Neighbor-joining trees have been constructed both for the whole set of nonredundant sequences and for the subset of 111 representative sequences. One hundred bootstrap trials were performed for each data set. Most of the sequences isolated from the same patient clustered together in the majority of the bootstrap trials. The phylogenetic analysis did not reveal any pattern that could be associated with the cryoglobulinemic phenotype. No clustering of the nonredundant sequences from patients with the same phenotype (or genotype) was observed in the majority of trials. The only exceptions were represented by six sequences from four patients (8, 9, 102, and 142; all cryoglobulinemic and infected with genotype 2ac—2 sequences of the 10 isolated from patient 8 gave two separated clusters with 2 of the 3 sequences isolated from patient 102, and 1 of the 4 sequences from patient 9 clusters with one of the 4 sequences from patient 142). Similarly, when the representative sequences were considered, no significant clustering of sequences from patients sharing the same phenotype could be observed, but one group of three sequences (from patients 9, 142, and 172) and three groups of two sequences (from patients 61 and 91, 26 and 156, and 112 and 193) all occurred in cryoglobulinemic patients infected with genotype 2a/c (data not shown).
DISCUSSION
We report here an extensive analysis of a large HCV HVR1-sequence database obtained from carefully characterized patients with cryoglobulinemia.

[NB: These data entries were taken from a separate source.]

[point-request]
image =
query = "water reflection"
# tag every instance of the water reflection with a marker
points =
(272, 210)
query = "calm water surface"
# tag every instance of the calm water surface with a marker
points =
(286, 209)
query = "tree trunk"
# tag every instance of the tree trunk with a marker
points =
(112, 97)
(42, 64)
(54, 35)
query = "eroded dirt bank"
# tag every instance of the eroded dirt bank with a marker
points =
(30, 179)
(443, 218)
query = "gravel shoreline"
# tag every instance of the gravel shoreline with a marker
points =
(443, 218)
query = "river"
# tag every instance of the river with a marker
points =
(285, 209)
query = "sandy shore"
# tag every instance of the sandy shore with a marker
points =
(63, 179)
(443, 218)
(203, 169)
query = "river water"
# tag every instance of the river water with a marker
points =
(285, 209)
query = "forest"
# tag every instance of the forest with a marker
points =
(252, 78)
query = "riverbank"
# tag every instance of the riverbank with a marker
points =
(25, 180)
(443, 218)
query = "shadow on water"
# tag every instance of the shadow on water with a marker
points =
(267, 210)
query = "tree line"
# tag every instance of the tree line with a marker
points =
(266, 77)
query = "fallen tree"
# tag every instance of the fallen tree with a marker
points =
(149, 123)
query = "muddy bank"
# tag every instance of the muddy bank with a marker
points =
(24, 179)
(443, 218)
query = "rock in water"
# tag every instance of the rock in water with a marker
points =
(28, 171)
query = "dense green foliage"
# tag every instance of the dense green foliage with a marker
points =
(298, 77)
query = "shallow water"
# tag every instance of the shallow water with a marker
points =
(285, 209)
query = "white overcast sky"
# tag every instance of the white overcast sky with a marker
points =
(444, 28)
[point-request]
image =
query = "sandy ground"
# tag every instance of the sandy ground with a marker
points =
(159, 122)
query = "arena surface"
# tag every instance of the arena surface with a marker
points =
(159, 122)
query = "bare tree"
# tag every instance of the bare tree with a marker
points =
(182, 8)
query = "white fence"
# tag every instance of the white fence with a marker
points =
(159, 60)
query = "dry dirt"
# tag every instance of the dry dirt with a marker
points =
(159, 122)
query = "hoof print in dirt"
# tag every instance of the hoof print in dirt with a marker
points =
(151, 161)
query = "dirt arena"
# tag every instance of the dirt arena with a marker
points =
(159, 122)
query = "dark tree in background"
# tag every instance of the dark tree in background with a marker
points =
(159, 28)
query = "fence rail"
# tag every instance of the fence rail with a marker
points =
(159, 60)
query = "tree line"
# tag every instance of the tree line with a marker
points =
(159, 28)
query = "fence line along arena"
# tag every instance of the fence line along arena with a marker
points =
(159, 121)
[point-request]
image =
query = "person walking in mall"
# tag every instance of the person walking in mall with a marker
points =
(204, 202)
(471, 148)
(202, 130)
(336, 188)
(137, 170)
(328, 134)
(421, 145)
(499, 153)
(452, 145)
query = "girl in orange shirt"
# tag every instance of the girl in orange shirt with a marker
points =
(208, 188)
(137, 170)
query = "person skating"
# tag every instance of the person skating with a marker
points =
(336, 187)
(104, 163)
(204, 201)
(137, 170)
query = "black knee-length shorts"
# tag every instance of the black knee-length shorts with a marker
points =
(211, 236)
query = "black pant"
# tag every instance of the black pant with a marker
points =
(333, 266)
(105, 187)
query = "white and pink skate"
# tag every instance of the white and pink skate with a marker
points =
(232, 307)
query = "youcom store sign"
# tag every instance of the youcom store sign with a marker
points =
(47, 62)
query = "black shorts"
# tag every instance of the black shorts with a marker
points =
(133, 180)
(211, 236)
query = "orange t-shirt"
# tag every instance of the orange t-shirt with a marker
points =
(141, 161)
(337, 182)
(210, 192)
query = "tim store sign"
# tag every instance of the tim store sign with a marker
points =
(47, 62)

Unfortunately, only limited HCV sequence data are available from accurately characterized patients. Previous studies reported on small series of 14 to 21 patients (14, 17, 24), and the viral genotype could only be clearly assigned in two papers (14, 24). In this study, we recruited a large number of patients with HCV genotypes 1b and 2a/c, the two most prevalent genotypes in Italy (4). Our data clearly indicate that the single amino acid insertion at position 385 of HVR1, which was reported to occur at significantly greater frequency in patients with cryoglobulinemia (14), was never detected in our series. Longer insertions of 2 to 5 aa were found at position 384 or 385 in samples from approximately 6% of patients but were similarly represented in those with and without evidence of cryoglobulinemia. Moreover, no difference was found between samples from patients with symptomatic and asymptomatic cryoglobulinemia.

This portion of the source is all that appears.